To boost growth and revival in the MSMEs sector, the government has made it mandatory for companies with a turnover of Rs 5,000 crore and above to join TReDS. Also, to widen the scope of financers, during Union Budget 2020-21, it was announced that all NBFCs can also finance on the TReDs platforms. 
Government e Marketplace (GeM)
GeM is a one-stop portal for all government buyers including Central and state ministers, departments and PSUs. It provides the tools of eBidding, Reverse Auction and Procurement to facilitate government users. 
It provides benefit for sellers such as one-stop for bids/reverse auction on products/services; dynamic pricing i.e. price can be changed based on market condition, vendor rating system; new product suggestion facility available to sellers; monitoring of supplies and payment; New on Gem showcases list of new product category added. 
The benefits extended to MSMEs include tender sets free of cost, exempt from Earnest Money (EMD), purchase preferences of minimum 25 percent to MSEs with lowest (L1) bidder. Moreover, 358 items are exclusively reserved for MSEs.
The buyers have also been provided with the option to exempt the MSEs from turnover and past experience criteria at the time of creation of bids as provided for PPP-MSE order. Further, suitable ATC clauses are already enabled for ensuring compliance of PPP-MSE orders. Primary sellers have option to create secondary sellers to assign roles like bid participation, creation of catalog, order fulfillment. 
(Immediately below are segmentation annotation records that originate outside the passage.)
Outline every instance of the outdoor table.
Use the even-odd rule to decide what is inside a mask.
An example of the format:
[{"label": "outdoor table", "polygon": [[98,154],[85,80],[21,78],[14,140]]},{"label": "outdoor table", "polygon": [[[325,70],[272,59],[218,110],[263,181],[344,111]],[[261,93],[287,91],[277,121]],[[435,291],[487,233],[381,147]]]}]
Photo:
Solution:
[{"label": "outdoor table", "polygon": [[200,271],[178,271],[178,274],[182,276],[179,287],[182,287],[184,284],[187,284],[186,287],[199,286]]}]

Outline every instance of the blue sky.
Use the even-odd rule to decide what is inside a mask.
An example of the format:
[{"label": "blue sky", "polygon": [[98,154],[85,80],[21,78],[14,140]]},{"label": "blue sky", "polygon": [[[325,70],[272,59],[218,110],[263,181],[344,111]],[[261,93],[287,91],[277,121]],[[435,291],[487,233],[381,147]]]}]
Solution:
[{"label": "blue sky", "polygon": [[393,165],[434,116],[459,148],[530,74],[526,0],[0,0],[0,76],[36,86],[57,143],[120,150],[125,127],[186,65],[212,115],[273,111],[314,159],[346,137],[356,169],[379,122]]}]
Moreover, there will be new and upcoming features on the platform. These include downloadable PDF format, search by Product ID, contract cancellation, GeM Pool Account, among others. 
GeM 4.0 portal will also be launched soon which will have technology roadmap involving Analytics, Hyper Ledger with smart contracts using block chain technology, Artificial Intelligence, Machine Learning and Deep Learning. It offers NLP-based search engine, dedicated corner for CPSEs and large buyers.